支援連ニュース No.260

まずは、無期攻撃を粉砕しました

2004/05/21 浴田由紀子

 お元気ですか。
 5月11日、控訴審は「(双方の)控訴棄却・被告人を懲役20年に処する。」という判決をもって終了しました。未決算入は2670日です。
 検察官のあの大上段の「被告人は、強固な信念の、斎藤和にまさるともおとらない過激な活動家云々」という、控訴趣意書は完璧なまでに粉砕されました。一方、弁護側主張に対しては、「事実誤認・量刑……これらについてはさわりませんよ、だけど、まあ、諸々の事情について、いっていの理解をしないわけではありませんが……」というところでしょうか、情状で殺意の不在・人的被害回避の努力、被告の従属性、等については、第一審よりもかなり踏み込んで、明確に弁護主張にそう認定を行ったように聞きとれました。75年供述、統一公判認定をくつがえせなかったことは何ともくやしいし、超法規とか、取り調べ中のセクハラ処遇や心身の虐待、違法・強制連行による身柄確保等々、権力が問われるべき数々の問題についても、なかったことのように、あるいは「まあ、その位のことはあります。よくあることでとりたてて云々するほどでもないでしょう」的扱いは何とも理不尽で認めがたいものですが、まずは、無期攻撃を粉砕しました。
 弁護団・支援の仲間たちの大奮闘・努力はむくわれたというべきでしょう。控訴審はしんどい闘いでしたが、まずは、ヤッタゼ!! ありがとう!
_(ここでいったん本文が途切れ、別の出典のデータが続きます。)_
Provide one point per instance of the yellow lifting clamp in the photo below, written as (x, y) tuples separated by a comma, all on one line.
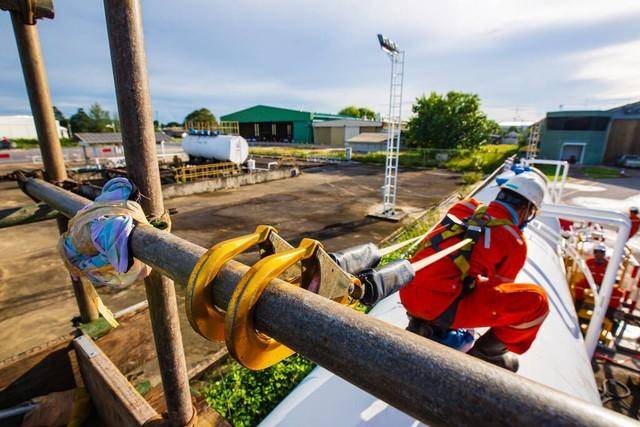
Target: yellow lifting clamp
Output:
[(205, 318), (249, 347)]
 さあ、控訴審判決は出た。シャバデイトの約束を誰からどうとりつけようかと思案していた12日夕刻、荒井幹夫さん、大道寺幸子さん御逝去の報告を受けとりました。お二人とも気丈に回復されていると思っていたので、びっくりしました。とても残念です。お二人のご冥福をお祈りしています。
 面会に来てくれた友人が「30年間待ち続けて、がんばってがんばって、待ちくたびれて、あんたの裁判もメドが立って、和君の本もようやく出来て、安心したんだよ。安心してホッとして生命の力がつきたんだよ。最後に安心させたから良かったじゃないか。」と言ってくれました。本当に30年間、獄中の私たち以上に困難な状況から(私たちは確信犯ですから、突然の弾圧はそれ自体が人生を奪うものではありません)獄中の息子、娘たちをまっ正面から愛し、信頼しぬき、私たち以上に原則的に力強く、闘いぬくことで、私たちを支え、守り、共闘しつづけて下さいました。逮捕直後の自供総括は、獄中被告団にとっても、家族たちにとってもとても苦しい時代でした。その中で幹夫さんを始めとする家族会はあくまで被告団の団結と統一のために力をつくして闘いぬかれた姿、そして死刑攻撃を正面にすえて、息子たちへの愛情と信頼を、率直に勇敢に取り組んで下さった幸子さんたちの勇気は、私たちが多くの仲間たちに出会い人々と共に生き闘いぬく機会を切り開くものだったと思います。それはまさに私たち東アの狭さや弱点を補うものだったと思います。私たちは、幹夫さん、幸子さんに大切な同志を育ててもらい、そして何度も何度も「人間」にしてもらいました。お二人と共にいたことを、いっぱいの感謝と共になによりも誇りに思います。こーんなに待たせたのに、まだ「勝てていなくて」もうしわけないけど、お二人に切り開いてもらった世界と、出会わせてもらった大勢の仲間たちと共に、私たちは心と力を合わせて、初志の実現のために、歩を進めます。いつかきっと、うれしい報告ができるはずです。淋しくなってしまったけど、お二人にもらったいっぱいの宝を大切に、大切に、元気にがんばろう。

 さて、待望の『和君の本』はついに発売になりました。私は4月末から頭は「和君の本」のことでいっぱい、面会の友人たちが判決のことや下獄後のことをアレコレ気遣ってくれるのにほとんど他人事のようにうわの空で……。とにかく形になった。美しい本ができてとてもうれしいです。自分の担当の所には、読み直すとアレコレと不満はあるけど……。30年分の肩の荷が、何とか一つ降ろせたかなと思っています。編集・校正、汚い原稿のタイプ打ち、集まらない原稿の催促……と、超ご苦労だった支援連の仲間たち友人たちありがとう。そして、一人でも多くの方々に、和君に出会い、出会い直してもらうことを、心から願っています。いっぱいの友人に勧めて下さい。

 私の方は、多分検察は上告しないと思うので、身のまわりがおちついたら、夏には確定・下獄することになると思います。30年、そして、再逮捕第二次統一公判として9年間、本当に長い取り組みでしたが、大勢の仲間に出会い、熱心で力強い弁護団に出会い、みんなと心と力をつなぎ合って、元気にここまで闘い続けることが出来ました。95年の再逮捕は本当に申し訳なかったけど、今、みんなのおかげで、くいのない裁判を進め、豊かな出会いと再会を実現し、総括も(ちっとではあるけど)深めることができて、「良かったんダゼ!」と心から思っています。同時にこの年月ようやく再会できた家族会の父母を失い、支援の友人を失ってしまいましたが、彼らと共にあったことを豊かさにして、これからもみんなとつながりつづけ思いを力を分かち合いながら生き闘ってゆけると確信しています。みんなにいっぱいのありがとう、と、これからも共に!